Il ritrovamento è avvenuto sul lago di Garda, in località Punta San Vigilio, nel comune veronese di Garda. Alcuni bagnanti, nella tarda mattinata, intorno alle 12.30, hanno notato un corpo in acqua e hanno dato subito l’allarme. La vittima è una donna di circa 30 anni, di origine moldava.
Sul posto sono intervenuti i vigili del fuoco, i carabinieri della Compagnia di Peschiera e della stazione di Bardolino, la polizia locale e il personale del 118. I soccorsi sono arrivati rapidamente, ma per la giovane non c’è stato nulla da fare. La salma è stata recuperata e trasferita per gli accertamenti.
Con il passare delle ore, gli investigatori hanno iniziato a ricostruire gli ultimi movimenti della donna. Secondo quanto emerso, viveva con la madre nella Bassa Veronese ed era seguita da tempo da uno specialista per problemi di salute. Alla famiglia avrebbe detto che avrebbe trascorso qualche ora al lago con un’amica.

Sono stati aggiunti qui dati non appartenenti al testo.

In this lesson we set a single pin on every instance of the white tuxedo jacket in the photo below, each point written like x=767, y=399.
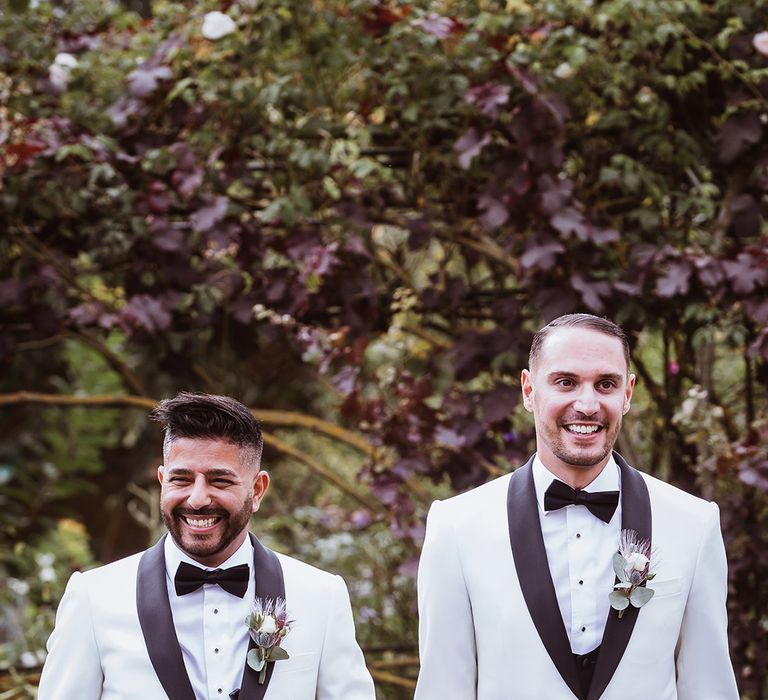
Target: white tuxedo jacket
x=490, y=627
x=114, y=636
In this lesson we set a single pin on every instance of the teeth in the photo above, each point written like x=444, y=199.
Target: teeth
x=201, y=523
x=583, y=429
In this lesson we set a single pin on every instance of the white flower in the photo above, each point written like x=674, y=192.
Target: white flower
x=564, y=71
x=268, y=625
x=28, y=659
x=760, y=42
x=18, y=586
x=217, y=25
x=60, y=71
x=637, y=561
x=47, y=574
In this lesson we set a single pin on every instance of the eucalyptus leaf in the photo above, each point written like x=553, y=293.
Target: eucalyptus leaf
x=278, y=654
x=254, y=660
x=618, y=600
x=640, y=596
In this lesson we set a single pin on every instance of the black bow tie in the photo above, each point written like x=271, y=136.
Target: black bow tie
x=602, y=504
x=233, y=580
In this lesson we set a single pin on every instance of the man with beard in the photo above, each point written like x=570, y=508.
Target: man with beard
x=576, y=576
x=171, y=622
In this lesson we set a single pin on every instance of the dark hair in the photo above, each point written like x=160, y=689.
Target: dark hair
x=593, y=323
x=208, y=416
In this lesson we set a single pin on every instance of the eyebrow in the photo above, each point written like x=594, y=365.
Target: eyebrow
x=183, y=471
x=571, y=375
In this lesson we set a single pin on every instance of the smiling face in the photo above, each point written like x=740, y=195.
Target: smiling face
x=578, y=392
x=207, y=497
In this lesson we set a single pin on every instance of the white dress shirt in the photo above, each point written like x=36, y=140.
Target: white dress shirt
x=210, y=625
x=580, y=549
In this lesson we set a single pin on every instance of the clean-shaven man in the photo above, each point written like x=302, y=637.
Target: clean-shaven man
x=515, y=576
x=170, y=622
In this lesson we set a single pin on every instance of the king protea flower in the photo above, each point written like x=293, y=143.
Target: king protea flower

La mattina successiva, però, la madre ha provato a contattarla senza ricevere risposta. Preoccupata, ha chiamato l’amica indicata dalla figlia, scoprendo un particolare inatteso: la giovane non sarebbe mai andata al lago con lei. Poco dopo è arrivata la conferma più dolorosa, con il ritrovamento del corpo a Punta San Vigilio.
La salma è stata portata all’Istituto di Medicina Legale dell’ospedale di Borgo Roma, a Verona. Sarà il magistrato a valutare se disporre l’autopsia. Al momento non sarebbero stati rilevati segni di violenza, ma le indagini restano aperte per chiarire se si sia trattato di malore, caduta accidentale o altro.